社会人基礎能力診断」は、上述した社会人基礎力に関する12項目に対し、


苦手(1)〜やや苦手(2)〜やや得意(3)〜得意(4)

で得点をつけるものです。

長所は短所に、短所は長所になり得ると言いますが、

私の長所「実行力、計画性、規律性」がワーママとしてはマイナスに作用するものになっていたのです。

私がやらねば(実行力)」「期日までに仕上げなければ(計画性)」「ちゃんとしたい(規律性)」

これらは、仕事だけではなく家庭での役割も増えた私にとって、自分の時間軸だけで動くことができないため、コントロールできない能力となってしまいました。

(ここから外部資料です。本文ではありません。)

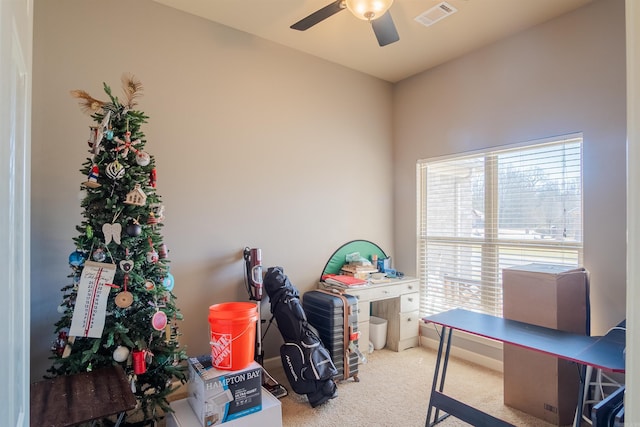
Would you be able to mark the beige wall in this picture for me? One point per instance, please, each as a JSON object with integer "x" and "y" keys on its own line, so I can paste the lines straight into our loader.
{"x": 255, "y": 141}
{"x": 256, "y": 144}
{"x": 565, "y": 76}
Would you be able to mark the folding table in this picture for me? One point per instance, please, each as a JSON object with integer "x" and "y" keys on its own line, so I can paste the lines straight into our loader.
{"x": 606, "y": 353}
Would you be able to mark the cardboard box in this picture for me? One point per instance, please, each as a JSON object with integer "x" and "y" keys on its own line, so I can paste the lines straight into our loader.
{"x": 269, "y": 416}
{"x": 555, "y": 297}
{"x": 218, "y": 396}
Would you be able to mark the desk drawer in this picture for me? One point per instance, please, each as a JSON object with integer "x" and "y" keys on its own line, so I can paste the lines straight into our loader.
{"x": 409, "y": 287}
{"x": 409, "y": 302}
{"x": 385, "y": 292}
{"x": 408, "y": 325}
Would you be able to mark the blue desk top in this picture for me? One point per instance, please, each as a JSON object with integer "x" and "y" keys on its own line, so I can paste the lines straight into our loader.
{"x": 600, "y": 352}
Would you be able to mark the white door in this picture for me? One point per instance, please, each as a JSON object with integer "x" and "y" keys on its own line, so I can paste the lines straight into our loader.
{"x": 16, "y": 28}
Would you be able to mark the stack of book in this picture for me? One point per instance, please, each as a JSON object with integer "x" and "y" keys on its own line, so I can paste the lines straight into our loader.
{"x": 343, "y": 280}
{"x": 358, "y": 270}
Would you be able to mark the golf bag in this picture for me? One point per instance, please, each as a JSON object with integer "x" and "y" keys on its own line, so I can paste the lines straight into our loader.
{"x": 306, "y": 362}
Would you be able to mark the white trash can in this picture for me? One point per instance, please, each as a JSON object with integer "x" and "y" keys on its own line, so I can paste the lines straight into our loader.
{"x": 378, "y": 332}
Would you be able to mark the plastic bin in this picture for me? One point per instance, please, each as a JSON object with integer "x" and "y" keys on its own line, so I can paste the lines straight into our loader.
{"x": 378, "y": 332}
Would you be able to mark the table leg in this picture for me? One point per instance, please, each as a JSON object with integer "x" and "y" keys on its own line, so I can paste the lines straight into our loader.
{"x": 577, "y": 421}
{"x": 439, "y": 378}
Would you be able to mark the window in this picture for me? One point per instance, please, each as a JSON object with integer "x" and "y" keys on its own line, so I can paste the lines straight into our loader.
{"x": 479, "y": 213}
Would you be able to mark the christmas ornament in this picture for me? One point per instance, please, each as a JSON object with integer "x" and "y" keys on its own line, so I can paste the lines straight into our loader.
{"x": 158, "y": 211}
{"x": 126, "y": 145}
{"x": 136, "y": 197}
{"x": 159, "y": 320}
{"x": 120, "y": 354}
{"x": 126, "y": 265}
{"x": 99, "y": 255}
{"x": 115, "y": 170}
{"x": 76, "y": 259}
{"x": 139, "y": 362}
{"x": 162, "y": 251}
{"x": 152, "y": 255}
{"x": 112, "y": 231}
{"x": 60, "y": 343}
{"x": 143, "y": 158}
{"x": 93, "y": 136}
{"x": 124, "y": 299}
{"x": 92, "y": 178}
{"x": 133, "y": 228}
{"x": 168, "y": 282}
{"x": 152, "y": 220}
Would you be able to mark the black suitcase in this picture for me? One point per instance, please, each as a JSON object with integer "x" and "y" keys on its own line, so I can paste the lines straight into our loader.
{"x": 335, "y": 317}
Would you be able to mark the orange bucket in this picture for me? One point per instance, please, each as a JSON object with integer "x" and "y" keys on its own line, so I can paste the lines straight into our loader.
{"x": 233, "y": 334}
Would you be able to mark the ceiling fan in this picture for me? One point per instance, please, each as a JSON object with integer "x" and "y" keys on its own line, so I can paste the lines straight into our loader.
{"x": 374, "y": 11}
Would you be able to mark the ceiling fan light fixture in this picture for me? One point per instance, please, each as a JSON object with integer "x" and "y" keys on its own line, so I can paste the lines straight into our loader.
{"x": 368, "y": 10}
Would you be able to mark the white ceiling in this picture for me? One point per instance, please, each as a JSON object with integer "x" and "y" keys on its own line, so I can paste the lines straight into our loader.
{"x": 346, "y": 40}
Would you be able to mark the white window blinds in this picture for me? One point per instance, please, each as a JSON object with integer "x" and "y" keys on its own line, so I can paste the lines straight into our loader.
{"x": 480, "y": 213}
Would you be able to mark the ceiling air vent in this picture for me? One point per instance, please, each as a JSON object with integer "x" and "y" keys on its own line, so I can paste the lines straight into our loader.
{"x": 435, "y": 14}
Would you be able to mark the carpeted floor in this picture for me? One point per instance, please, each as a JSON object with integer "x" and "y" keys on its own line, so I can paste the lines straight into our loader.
{"x": 393, "y": 391}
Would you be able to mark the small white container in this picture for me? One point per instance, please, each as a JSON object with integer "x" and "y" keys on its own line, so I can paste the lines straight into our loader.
{"x": 378, "y": 332}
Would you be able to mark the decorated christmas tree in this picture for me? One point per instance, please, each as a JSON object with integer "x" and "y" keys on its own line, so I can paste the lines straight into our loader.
{"x": 119, "y": 308}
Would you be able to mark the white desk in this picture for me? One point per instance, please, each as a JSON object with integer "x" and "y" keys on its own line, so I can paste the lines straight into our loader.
{"x": 397, "y": 301}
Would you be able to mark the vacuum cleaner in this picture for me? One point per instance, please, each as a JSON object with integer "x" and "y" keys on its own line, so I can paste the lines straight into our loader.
{"x": 253, "y": 281}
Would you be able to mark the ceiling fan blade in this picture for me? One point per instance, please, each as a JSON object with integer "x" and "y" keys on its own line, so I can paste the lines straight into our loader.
{"x": 319, "y": 15}
{"x": 385, "y": 30}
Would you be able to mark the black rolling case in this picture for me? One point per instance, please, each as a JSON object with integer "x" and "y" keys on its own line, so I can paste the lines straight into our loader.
{"x": 335, "y": 317}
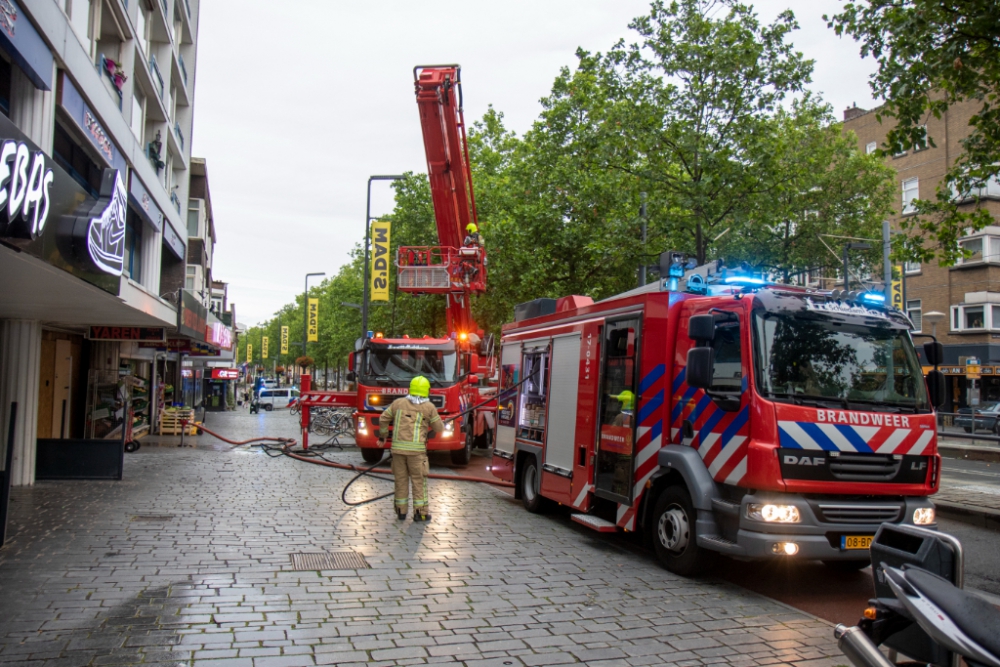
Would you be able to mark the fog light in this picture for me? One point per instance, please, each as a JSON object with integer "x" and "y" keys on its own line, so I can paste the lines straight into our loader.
{"x": 785, "y": 548}
{"x": 773, "y": 513}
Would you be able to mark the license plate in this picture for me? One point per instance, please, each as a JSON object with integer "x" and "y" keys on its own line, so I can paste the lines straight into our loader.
{"x": 855, "y": 541}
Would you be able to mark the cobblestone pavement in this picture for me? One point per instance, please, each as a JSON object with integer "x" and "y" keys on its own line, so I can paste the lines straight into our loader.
{"x": 188, "y": 561}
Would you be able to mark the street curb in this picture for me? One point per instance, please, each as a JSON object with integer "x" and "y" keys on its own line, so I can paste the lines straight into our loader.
{"x": 969, "y": 453}
{"x": 981, "y": 517}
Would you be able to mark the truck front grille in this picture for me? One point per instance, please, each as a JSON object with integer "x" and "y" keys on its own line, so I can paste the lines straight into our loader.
{"x": 874, "y": 514}
{"x": 864, "y": 467}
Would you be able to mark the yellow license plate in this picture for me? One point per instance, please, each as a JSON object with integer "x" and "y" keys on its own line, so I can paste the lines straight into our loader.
{"x": 855, "y": 541}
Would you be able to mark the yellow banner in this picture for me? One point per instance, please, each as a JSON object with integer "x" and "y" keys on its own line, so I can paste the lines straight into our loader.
{"x": 380, "y": 260}
{"x": 897, "y": 286}
{"x": 312, "y": 331}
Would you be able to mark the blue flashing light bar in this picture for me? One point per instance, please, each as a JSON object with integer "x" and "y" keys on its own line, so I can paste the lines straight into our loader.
{"x": 743, "y": 280}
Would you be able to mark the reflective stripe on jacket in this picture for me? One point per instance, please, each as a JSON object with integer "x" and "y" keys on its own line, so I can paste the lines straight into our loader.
{"x": 410, "y": 424}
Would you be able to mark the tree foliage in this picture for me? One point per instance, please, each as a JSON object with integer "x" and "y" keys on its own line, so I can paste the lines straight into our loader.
{"x": 707, "y": 113}
{"x": 932, "y": 55}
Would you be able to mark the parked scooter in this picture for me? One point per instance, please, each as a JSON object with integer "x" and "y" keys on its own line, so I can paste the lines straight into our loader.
{"x": 920, "y": 609}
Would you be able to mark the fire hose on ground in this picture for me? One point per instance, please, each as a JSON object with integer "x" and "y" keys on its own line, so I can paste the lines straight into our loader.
{"x": 284, "y": 447}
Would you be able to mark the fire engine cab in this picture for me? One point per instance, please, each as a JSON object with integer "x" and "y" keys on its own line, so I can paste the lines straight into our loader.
{"x": 731, "y": 416}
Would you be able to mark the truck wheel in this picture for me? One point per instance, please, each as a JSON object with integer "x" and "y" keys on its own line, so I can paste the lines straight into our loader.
{"x": 372, "y": 454}
{"x": 847, "y": 565}
{"x": 461, "y": 457}
{"x": 530, "y": 486}
{"x": 674, "y": 536}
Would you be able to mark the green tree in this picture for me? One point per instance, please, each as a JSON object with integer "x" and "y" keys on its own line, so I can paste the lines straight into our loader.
{"x": 930, "y": 56}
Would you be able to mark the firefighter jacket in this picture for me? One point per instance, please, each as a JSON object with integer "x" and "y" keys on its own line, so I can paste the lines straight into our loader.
{"x": 411, "y": 418}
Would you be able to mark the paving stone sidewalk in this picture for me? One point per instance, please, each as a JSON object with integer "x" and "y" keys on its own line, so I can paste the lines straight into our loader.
{"x": 188, "y": 562}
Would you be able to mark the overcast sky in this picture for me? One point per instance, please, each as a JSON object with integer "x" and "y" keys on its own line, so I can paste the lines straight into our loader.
{"x": 298, "y": 103}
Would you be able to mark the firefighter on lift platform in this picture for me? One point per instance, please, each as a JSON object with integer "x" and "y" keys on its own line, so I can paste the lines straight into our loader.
{"x": 412, "y": 416}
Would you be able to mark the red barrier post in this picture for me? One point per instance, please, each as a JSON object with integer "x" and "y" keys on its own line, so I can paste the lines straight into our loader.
{"x": 306, "y": 385}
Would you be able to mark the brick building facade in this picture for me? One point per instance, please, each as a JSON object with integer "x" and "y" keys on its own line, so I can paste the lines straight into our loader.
{"x": 958, "y": 304}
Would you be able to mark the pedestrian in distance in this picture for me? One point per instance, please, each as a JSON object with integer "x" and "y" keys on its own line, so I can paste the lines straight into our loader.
{"x": 412, "y": 417}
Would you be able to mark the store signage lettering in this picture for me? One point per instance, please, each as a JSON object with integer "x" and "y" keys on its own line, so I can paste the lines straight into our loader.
{"x": 145, "y": 334}
{"x": 380, "y": 260}
{"x": 24, "y": 189}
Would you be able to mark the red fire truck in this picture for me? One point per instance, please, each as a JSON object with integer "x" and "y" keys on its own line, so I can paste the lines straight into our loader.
{"x": 733, "y": 416}
{"x": 383, "y": 367}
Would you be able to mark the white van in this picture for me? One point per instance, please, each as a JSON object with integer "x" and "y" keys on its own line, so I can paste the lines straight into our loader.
{"x": 277, "y": 398}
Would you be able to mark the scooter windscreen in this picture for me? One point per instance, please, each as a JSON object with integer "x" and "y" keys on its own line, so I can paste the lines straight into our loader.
{"x": 960, "y": 621}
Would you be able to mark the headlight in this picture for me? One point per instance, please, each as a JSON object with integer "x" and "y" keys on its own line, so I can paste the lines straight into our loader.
{"x": 773, "y": 513}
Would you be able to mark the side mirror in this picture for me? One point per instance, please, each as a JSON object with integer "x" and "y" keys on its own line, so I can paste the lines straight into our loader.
{"x": 936, "y": 387}
{"x": 934, "y": 351}
{"x": 700, "y": 366}
{"x": 701, "y": 328}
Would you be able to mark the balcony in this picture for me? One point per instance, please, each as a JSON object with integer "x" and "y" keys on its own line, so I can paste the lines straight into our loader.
{"x": 180, "y": 137}
{"x": 154, "y": 70}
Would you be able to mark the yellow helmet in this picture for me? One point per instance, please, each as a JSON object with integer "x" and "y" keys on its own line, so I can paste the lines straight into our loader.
{"x": 420, "y": 386}
{"x": 627, "y": 399}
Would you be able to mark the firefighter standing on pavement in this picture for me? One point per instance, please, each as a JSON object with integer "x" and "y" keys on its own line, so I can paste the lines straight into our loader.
{"x": 411, "y": 416}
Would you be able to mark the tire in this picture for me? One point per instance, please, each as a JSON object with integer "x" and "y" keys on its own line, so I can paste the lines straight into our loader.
{"x": 485, "y": 441}
{"x": 372, "y": 454}
{"x": 847, "y": 565}
{"x": 674, "y": 535}
{"x": 531, "y": 482}
{"x": 461, "y": 457}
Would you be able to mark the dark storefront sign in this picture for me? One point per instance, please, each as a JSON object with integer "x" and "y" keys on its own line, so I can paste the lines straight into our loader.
{"x": 144, "y": 334}
{"x": 143, "y": 203}
{"x": 24, "y": 45}
{"x": 85, "y": 118}
{"x": 46, "y": 214}
{"x": 192, "y": 317}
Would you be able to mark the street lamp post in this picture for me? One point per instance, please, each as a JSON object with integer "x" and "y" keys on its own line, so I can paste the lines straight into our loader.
{"x": 848, "y": 247}
{"x": 368, "y": 219}
{"x": 305, "y": 311}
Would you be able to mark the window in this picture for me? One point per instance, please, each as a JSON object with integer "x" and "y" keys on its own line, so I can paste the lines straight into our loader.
{"x": 133, "y": 247}
{"x": 914, "y": 312}
{"x": 138, "y": 120}
{"x": 911, "y": 192}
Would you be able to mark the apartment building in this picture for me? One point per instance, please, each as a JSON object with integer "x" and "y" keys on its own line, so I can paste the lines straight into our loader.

「計画的に物事を進め実行力があり、規律を守って立ち回れる」そんなありたい自分との間にギャップが生じているのです。

ワーママとして働くには、マイナスに作用していた能力を見直し改善することで、自分らしさを保ったままストレスを軽くして働けるように工夫が必要になります。
例えば、以下のように長所を修正します。

計画力:計画外のところで、対応しなければいけないことが増えた → 計画にバッファ(余白)を作る。


実行力:自分以外が実行しても結果が出るよう根回ししておく。

長所・得意や短所・不得意を含めた働くための能力を、
程度(過度・過少)、相手、タイミング、状況によりセルフマネジメントすることで、自分らしさを活かして働くことができるようになるということを学びました。